6. The method of claim 1, wherein locating a target object from at least one of the re-identified objects based on the multi-scale feature vector matrix of the image of the particular object and the multi-scale feature vector matrix of the image of the at least one of the re-identified objects comprises:

determining the similarity between the specific object and each re-identified object according to the multi-scale feature vector matrix of the image of the specific object and the multi-scale feature vector matrix of the image of at least one re-identified object;

and locating a target object from at least one re-identification object according to the similarity between the specific object and each re-identification object.

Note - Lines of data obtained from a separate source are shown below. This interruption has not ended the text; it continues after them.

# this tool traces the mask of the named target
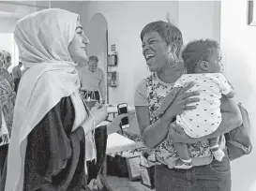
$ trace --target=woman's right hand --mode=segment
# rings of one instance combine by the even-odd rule
[[[107,118],[108,116],[107,107],[96,103],[96,105],[91,109],[91,113],[95,120],[95,125],[97,126]]]
[[[173,94],[175,94],[176,96],[171,106],[166,110],[164,116],[167,118],[173,118],[181,114],[185,110],[192,110],[196,109],[196,105],[191,105],[191,103],[200,101],[199,97],[194,97],[199,96],[200,93],[198,91],[188,93],[188,90],[193,87],[193,82],[189,82],[183,88],[173,88],[172,92]]]

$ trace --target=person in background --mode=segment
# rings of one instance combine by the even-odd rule
[[[23,75],[21,67],[23,66],[23,63],[19,62],[19,65],[12,68],[12,78],[14,80],[14,91],[17,93],[19,83]]]
[[[88,62],[89,42],[80,16],[60,8],[35,12],[17,22],[14,37],[28,69],[20,81],[1,186],[81,191],[86,161],[97,160],[95,138],[107,109],[97,104],[89,110],[80,96],[77,68]],[[118,125],[123,116],[115,118]],[[104,128],[106,137],[107,128],[118,128],[115,119]]]
[[[3,66],[0,68],[0,75],[2,75],[14,89],[14,81],[9,72],[8,71],[8,67],[11,66],[11,55],[6,51],[0,51],[0,58],[3,62]]]
[[[13,122],[13,110],[16,94],[9,81],[5,78],[8,73],[4,69],[4,57],[0,57],[0,190],[6,180],[7,155],[8,150],[9,137]],[[10,77],[11,78],[11,77]]]
[[[84,100],[95,99],[104,104],[106,98],[105,76],[102,69],[98,66],[98,57],[92,55],[89,57],[88,66],[79,70],[81,94]]]
[[[152,73],[138,84],[134,104],[142,139],[147,147],[154,148],[160,164],[155,167],[156,191],[231,191],[231,167],[223,135],[241,125],[238,106],[233,106],[233,113],[223,112],[223,108],[231,101],[223,96],[220,110],[225,114],[221,113],[221,124],[214,133],[198,139],[186,134],[179,136],[171,124],[182,112],[195,110],[200,100],[200,92],[188,92],[193,83],[182,89],[173,88],[186,72],[184,63],[179,60],[182,33],[170,22],[158,21],[144,26],[141,40],[143,54]],[[162,115],[155,116],[165,97],[170,98],[171,105]],[[213,157],[207,140],[219,136],[219,148],[225,153],[221,162]],[[173,142],[188,143],[191,169],[173,169],[178,159]]]

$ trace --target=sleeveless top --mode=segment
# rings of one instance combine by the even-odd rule
[[[172,91],[173,87],[173,83],[164,83],[155,73],[148,76],[137,86],[135,93],[135,106],[142,106],[139,103],[139,100],[142,100],[142,97],[146,99],[149,108],[150,124],[154,124],[158,119],[154,115],[154,113],[160,106],[164,97]],[[219,146],[220,148],[224,148],[225,146],[225,140],[222,136],[219,139]],[[194,166],[202,166],[211,163],[213,156],[210,152],[208,140],[188,144],[188,149]],[[171,169],[173,167],[173,162],[178,158],[176,150],[172,143],[172,140],[168,138],[158,144],[154,151],[158,162],[168,165]]]

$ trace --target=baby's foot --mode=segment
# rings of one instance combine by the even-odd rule
[[[188,160],[186,159],[178,159],[174,163],[174,168],[175,169],[188,169],[192,168],[192,159],[189,158]]]

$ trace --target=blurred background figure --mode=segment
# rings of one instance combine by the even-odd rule
[[[23,66],[23,63],[19,62],[19,65],[12,68],[12,78],[14,80],[14,91],[17,93],[19,83],[23,75],[21,67]]]
[[[81,93],[84,100],[97,100],[105,103],[106,84],[104,72],[98,66],[98,59],[92,55],[88,66],[79,69]]]

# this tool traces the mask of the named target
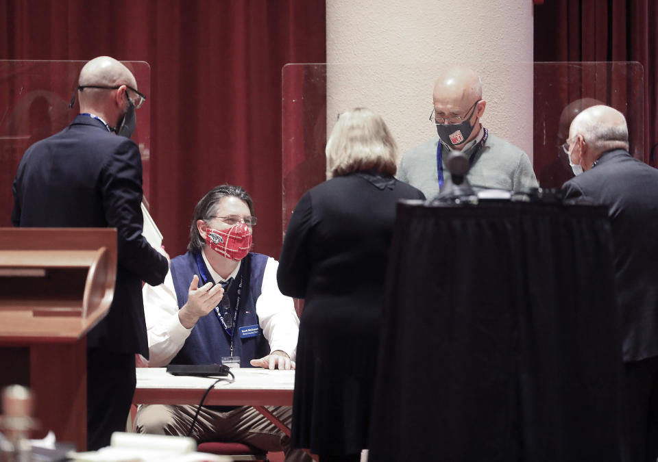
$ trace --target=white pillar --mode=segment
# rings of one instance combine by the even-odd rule
[[[327,0],[328,136],[336,114],[382,115],[401,154],[436,136],[437,70],[473,68],[491,132],[533,152],[533,0]]]

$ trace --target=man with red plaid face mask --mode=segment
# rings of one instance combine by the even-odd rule
[[[432,100],[430,120],[438,136],[405,153],[398,168],[398,179],[431,199],[450,181],[446,166],[461,153],[469,159],[466,178],[476,190],[524,191],[537,186],[526,153],[489,133],[480,123],[487,101],[482,97],[480,77],[474,70],[463,66],[443,69],[435,84]]]
[[[164,283],[143,290],[151,367],[220,363],[226,357],[241,367],[295,368],[299,318],[292,298],[279,292],[278,263],[251,252],[256,224],[249,194],[222,185],[197,204],[188,252],[171,260]],[[186,435],[196,406],[140,407],[139,433]],[[290,407],[269,410],[288,426]],[[286,461],[310,461],[292,450],[289,437],[249,406],[204,406],[191,436],[197,441],[232,441],[267,451],[284,451]]]

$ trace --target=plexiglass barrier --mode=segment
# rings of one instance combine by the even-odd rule
[[[77,78],[86,61],[0,60],[0,227],[11,226],[12,183],[19,162],[33,143],[69,125],[80,112]],[[140,92],[150,94],[151,69],[144,62],[123,62]],[[77,97],[77,95],[76,95]],[[137,110],[131,138],[139,146],[145,196],[149,195],[150,109],[148,99]],[[112,121],[108,121],[112,125]]]
[[[379,112],[389,125],[393,136],[398,138],[400,154],[416,144],[436,136],[436,130],[430,127],[428,116],[432,110],[431,88],[432,70],[437,64],[400,66],[393,70],[399,79],[386,79],[376,73],[361,72],[356,65],[288,64],[282,71],[282,191],[283,233],[295,205],[304,193],[325,180],[326,161],[324,148],[337,114],[328,114],[328,107],[333,107],[337,101],[345,101],[344,95],[328,92],[328,81],[336,82],[352,79],[358,88],[350,88],[359,95],[361,101],[350,102],[344,110],[352,107],[368,105]],[[533,79],[533,123],[526,123],[514,111],[504,114],[518,120],[519,127],[527,127],[533,131],[532,144],[525,149],[533,159],[535,173],[542,188],[559,188],[572,177],[566,154],[561,147],[568,137],[569,125],[573,117],[584,108],[594,104],[605,104],[620,110],[626,118],[629,125],[631,153],[638,159],[646,160],[644,145],[644,77],[642,66],[637,62],[536,62],[528,64],[489,68],[481,64],[478,68],[488,68],[489,73],[483,79],[483,99],[487,101],[487,112],[483,124],[487,127],[491,122],[491,114],[496,105],[504,104],[507,92],[513,92],[513,79],[521,76]],[[390,70],[390,69],[389,69]],[[499,75],[496,75],[498,73]],[[359,77],[355,78],[354,75]],[[408,76],[411,75],[409,77]],[[404,77],[407,76],[407,77]],[[415,76],[415,77],[414,77]],[[504,88],[487,87],[487,82],[496,77],[504,82]],[[423,79],[426,94],[420,97],[421,104],[413,101],[418,97],[412,94],[409,79]],[[329,88],[345,86],[330,85]],[[363,88],[361,87],[363,86]],[[378,90],[373,90],[377,87]],[[395,101],[398,107],[389,113],[380,108],[387,107],[381,101]],[[364,101],[371,101],[364,103]],[[525,104],[525,102],[522,102]],[[419,107],[422,105],[422,110]],[[524,108],[525,109],[525,108]],[[528,112],[530,114],[530,111]],[[515,119],[514,118],[517,118]],[[405,120],[405,119],[409,120]],[[494,120],[494,123],[496,120]],[[422,125],[425,124],[425,125]],[[495,123],[492,123],[495,125]],[[409,127],[422,126],[424,134],[417,140],[407,140]],[[414,132],[415,133],[415,132]],[[513,133],[506,136],[497,133],[510,142],[519,144]],[[399,138],[404,139],[400,143]],[[411,142],[411,144],[410,144]],[[406,146],[406,144],[410,144]]]

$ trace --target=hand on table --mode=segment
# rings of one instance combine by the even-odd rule
[[[187,303],[178,311],[178,319],[185,329],[191,329],[199,318],[212,311],[221,301],[224,289],[221,284],[209,282],[199,287],[199,277],[192,278],[187,292]]]
[[[295,361],[291,361],[288,354],[280,350],[276,350],[260,359],[252,359],[249,363],[254,368],[263,368],[270,370],[295,368]]]

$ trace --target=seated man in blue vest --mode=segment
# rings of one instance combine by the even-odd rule
[[[251,197],[240,187],[217,186],[199,201],[188,252],[171,260],[163,283],[144,286],[148,365],[219,364],[232,356],[239,357],[241,367],[295,368],[299,318],[292,298],[279,292],[278,263],[249,251],[256,222]],[[134,429],[186,435],[197,407],[141,406]],[[290,426],[290,407],[269,410]],[[204,406],[190,435],[199,442],[282,450],[287,461],[311,460],[249,406]]]

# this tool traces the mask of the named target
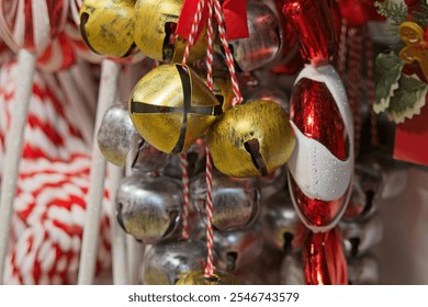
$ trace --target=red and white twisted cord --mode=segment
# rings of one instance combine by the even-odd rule
[[[229,70],[230,79],[232,79],[232,88],[234,90],[235,98],[232,102],[232,105],[237,105],[243,101],[243,95],[240,94],[239,90],[239,83],[238,79],[236,78],[236,72],[235,72],[235,62],[234,58],[232,56],[232,52],[229,49],[229,46],[227,44],[226,39],[226,30],[225,30],[225,23],[224,23],[224,16],[223,16],[223,10],[222,5],[219,4],[219,0],[214,0],[214,9],[215,9],[215,18],[218,23],[218,34],[219,34],[219,39],[222,41],[222,45],[224,48],[224,52],[226,54],[226,65]]]
[[[188,173],[188,157],[185,152],[180,154],[180,163],[181,163],[181,182],[183,185],[183,208],[182,208],[182,227],[181,227],[181,238],[183,240],[189,239],[189,173]]]

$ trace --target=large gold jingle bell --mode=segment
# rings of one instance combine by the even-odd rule
[[[295,137],[285,110],[255,100],[225,112],[206,134],[215,167],[229,177],[266,175],[286,163]]]
[[[190,272],[177,281],[176,285],[239,285],[238,280],[222,271],[216,271],[211,278],[204,276],[204,270]]]
[[[181,62],[187,42],[174,34],[183,0],[137,0],[134,13],[134,42],[148,57]],[[172,38],[172,39],[171,39]],[[194,42],[188,62],[206,54],[206,27]]]
[[[80,8],[80,35],[94,53],[127,57],[135,49],[134,0],[85,0]]]
[[[222,106],[190,67],[168,64],[138,81],[128,112],[145,140],[166,154],[179,154],[205,134]]]

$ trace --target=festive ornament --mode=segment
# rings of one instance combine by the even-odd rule
[[[181,204],[181,186],[174,180],[134,173],[123,179],[119,187],[117,221],[134,238],[156,243],[174,236]]]
[[[177,285],[239,285],[238,280],[226,272],[216,271],[213,276],[205,277],[204,271],[193,271],[177,282]]]
[[[126,105],[116,104],[105,112],[97,140],[104,158],[123,168],[135,136],[139,137],[127,114]]]
[[[144,257],[146,285],[178,284],[187,274],[203,269],[206,246],[198,240],[169,241],[151,246]]]
[[[133,0],[85,0],[80,8],[80,34],[97,54],[127,57],[133,53]]]
[[[183,0],[137,0],[134,13],[134,42],[143,54],[160,61],[181,62],[185,41],[176,35]],[[188,62],[201,59],[206,53],[206,30],[194,43]]]
[[[247,38],[230,41],[235,64],[243,71],[251,71],[271,64],[279,54],[281,45],[279,21],[271,9],[262,3],[247,3]]]
[[[382,229],[378,215],[365,220],[340,223],[345,254],[359,257],[370,251],[382,239]]]
[[[215,167],[229,177],[274,172],[289,160],[294,135],[286,112],[272,101],[249,101],[225,112],[206,141]]]
[[[303,248],[303,269],[307,285],[346,285],[347,262],[338,227],[309,232]]]
[[[178,154],[206,132],[222,106],[191,68],[170,64],[139,80],[128,112],[145,140],[166,154]]]
[[[191,183],[192,203],[204,213],[206,206],[205,177]],[[212,181],[213,226],[218,230],[232,230],[250,225],[258,216],[260,194],[251,179],[234,179],[214,174]]]
[[[297,76],[291,96],[296,148],[289,186],[297,214],[313,231],[326,231],[340,219],[353,169],[352,116],[340,78],[328,64],[334,43],[328,3],[289,1],[283,10],[299,33],[302,55],[312,62]]]
[[[302,249],[307,230],[293,208],[288,191],[278,191],[263,201],[262,235],[266,242],[286,253]]]

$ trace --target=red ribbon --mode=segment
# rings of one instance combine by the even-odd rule
[[[188,39],[192,31],[192,21],[196,13],[199,0],[184,0],[180,18],[177,23],[176,34]],[[225,0],[222,5],[226,25],[226,39],[238,39],[248,37],[247,25],[247,0]],[[207,4],[205,3],[201,23],[195,36],[198,39],[203,25],[206,24],[209,15]]]

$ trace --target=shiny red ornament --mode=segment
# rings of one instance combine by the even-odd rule
[[[347,285],[347,261],[338,227],[327,232],[309,232],[303,248],[303,270],[307,285]]]
[[[327,64],[336,50],[331,8],[330,0],[289,0],[282,9],[300,38],[302,57],[314,66]]]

7. A multi-scale feature processing apparatus for an image, the apparatus comprising:

An acquisition module for acquiring a feature map of an image, the image comprising an image of a specific object and an image of at least one re-identified object;

the first processing module is used for processing the feature map of the image to obtain a first scale feature vector matrix of the image;

the second processing module is used for processing the first fusion feature vector matrix of the image to obtain a second scale feature vector matrix of the image, and the first fusion feature vector matrix of the image is determined based on the feature vector matrix output by the bottleneck layer and the feature map of the image;

the third processing module is used for processing the second fusion feature vector matrix of the image to obtain a third scale feature vector matrix of the image, and the second fusion feature vector matrix of the image is determined based on the feature vector matrix output by the bottleneck layer and the first fusion feature vector matrix of the image;

a determining module, configured to determine a multi-scale feature vector matrix of the image according to a first scale feature vector matrix of the image, a second scale feature vector matrix of the image, and a third scale feature vector matrix of the image;

The circulation module is used for acquiring a multi-scale feature vector matrix of the image of the specific object and a multi-scale feature vector matrix of the image of the at least one re-identification object in a circulation mode, and positioning a target object from the at least one re-identification object according to the multi-scale feature vector matrix of the image of the specific object and the multi-scale feature vector matrix of the image of the at least one re-identification object;

the multi-scale feature processing device of the image is further configured to, prior to acquiring the feature map of the image:

8. An electronic device comprising a memory, a processor and a computer program stored in the memory and executable on the processor, characterized in that the processor implements the steps of the method according to any of claims 1 to 6 when the computer program is executed.

9. A computer readable storage medium storing a computer program, characterized in that the computer program when executed by a processor implements the steps of the method according to any one of claims 1 to 6.